As much as we’d all been working together, and getting stronger, Theo demanded more. He was pushing us all to our breaking point. In the corner of the gym Winston was drenched in sweat, his hands on his hips, glaring at my boyfriend.
“You’re a slave driver,” he grumbled under his breath.
“I heard that, Churchill.” Theo glanced in his direction raising a brow.
Winston grinned. “I meant for you to.” Then he made a kissing face.
“I hate that guy,” Theo growled softly to me.
I snickered. “Face it, you actually kind of like him.”
Theo stood up straight. “I respect him. There’s a difference. Now, get up off the floor and do it over again.”
“Ugh,” I groaned, but managed to lift my aching body up and into a standing position. Theo had me jumping over large blocks—I swore they had to be six feet tall, they were nearly as tall as Theo himself. But he insisted jumping over large obstacles would be beneficial in battle, so there we all were, jumping like maniacs. Poor Adelaide was so red in the face I feared she was seconds away from passing out. Maybe if she did he’d finally give us a break. The only person not subjected to this madness was Jee, not for lack of trying on Theo’s part, though, but apparently even Theo didn’t argue with Jee.

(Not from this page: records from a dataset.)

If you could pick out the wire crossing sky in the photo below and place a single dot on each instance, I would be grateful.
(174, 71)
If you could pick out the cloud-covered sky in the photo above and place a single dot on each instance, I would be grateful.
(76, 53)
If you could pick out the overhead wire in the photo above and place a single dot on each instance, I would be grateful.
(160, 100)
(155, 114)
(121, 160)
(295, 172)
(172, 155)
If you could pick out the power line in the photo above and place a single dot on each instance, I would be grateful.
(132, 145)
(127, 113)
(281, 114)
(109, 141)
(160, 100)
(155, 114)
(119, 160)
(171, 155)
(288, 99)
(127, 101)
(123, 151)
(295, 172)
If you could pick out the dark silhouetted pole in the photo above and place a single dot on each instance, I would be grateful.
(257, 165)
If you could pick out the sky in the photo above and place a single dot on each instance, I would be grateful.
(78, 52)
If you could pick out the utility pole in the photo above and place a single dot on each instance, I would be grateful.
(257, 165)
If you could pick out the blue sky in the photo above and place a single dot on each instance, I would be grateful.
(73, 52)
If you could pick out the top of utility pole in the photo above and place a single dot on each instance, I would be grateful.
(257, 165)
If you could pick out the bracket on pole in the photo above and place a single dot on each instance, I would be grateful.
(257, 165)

I pulled my white blond hair out of its ponytail and redid it, making sure to gather the shorter pieces that always wanted to come loose, before I started jumping again.
There was no way I was going to be able to get out of bed tomorrow, let alone do this again, and I hoped Theo knew that.
I believed he knew what he was talking about, he always seemed to be right, but that didn’t mean I had to like it. My whole body felt like a wet stringy noodle.
I got a running start and launched my body over the block, falling on my ass on the other side.
Theo tilted his head, his arms crossed over his chest. “Again. Try landing on your feet this time. That’s what they’re for.”
I glared at him. “And you try sleeping with one eye open tonight.”
His lips twitched and I couldn’t help but smile. At least I got him to break his stoic expression. Frankly, I couldn’t stay mad at him too long. I’d missed him too much. I could even relish in him yelling at me like a drill sergeant because it meant he was here in front of me, flesh and blood.
I’d thought he was dead, and then he’d been only a voice in my mind, a ghost to me. But he hadn’t left me. Our story wasn’t over yet, and now I knew to cherish every moment.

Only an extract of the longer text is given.